Jim Crow laws were laws that described the ways in which African Americans were to be segregated from whites. The Jim Crow laws were not passed or ratified during the Reconstruction Era. Instead, they only came into being after Reconstruction ended. We do not typically say that they were “ratified,” but we could potentially say that they were ratified by the Supreme Court’s 1896 decision in Plessy v. Ferguson.
During Reconstruction, the states were largely not able to pass any laws that resembled Jim Crow laws. Reconstruction Era state governments were typically controlled by the North or by people who agreed with the ideas of Reconstruction. Because of this, they did not pass laws segregating the races. The Civil Rights Act of 1875 was passed during Reconstruction, banning discrimination in public accommodations. The Jim Crow era had not yet begun.
However, Reconstruction ended in 1877. This meant that the state governments were no longer sympathetic to African Americans. Worse yet, the Supreme Court ruled in 1883 that the Civil Rights Act did not prevent private citizens from discriminating against African Americans. This meant that people like store owners could enact policies of segregation on their own without breaking the law.

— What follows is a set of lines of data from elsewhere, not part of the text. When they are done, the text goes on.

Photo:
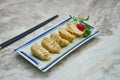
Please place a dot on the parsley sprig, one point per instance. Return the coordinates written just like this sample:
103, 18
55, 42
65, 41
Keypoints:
78, 20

With Reconstruction having ended, states started to pass Jim Crow laws in the 1880s. The states did not pass all of their Jim Crow laws at once. Instead, the laws were passed in a piecemeal fashion. In 1896, the Supreme Court handed down its ruling in Plessy. That ruling held that segregation was legal as long as the races had “separate but equal” facilities provided for them. This meant in practice that all sorts of segregation would be legal even if that segregation was ordered by the state governments.
Beginning in the 1880s, states passed many Jim Crow laws. These laws described the ways in which blacks and whites were to be kept separate.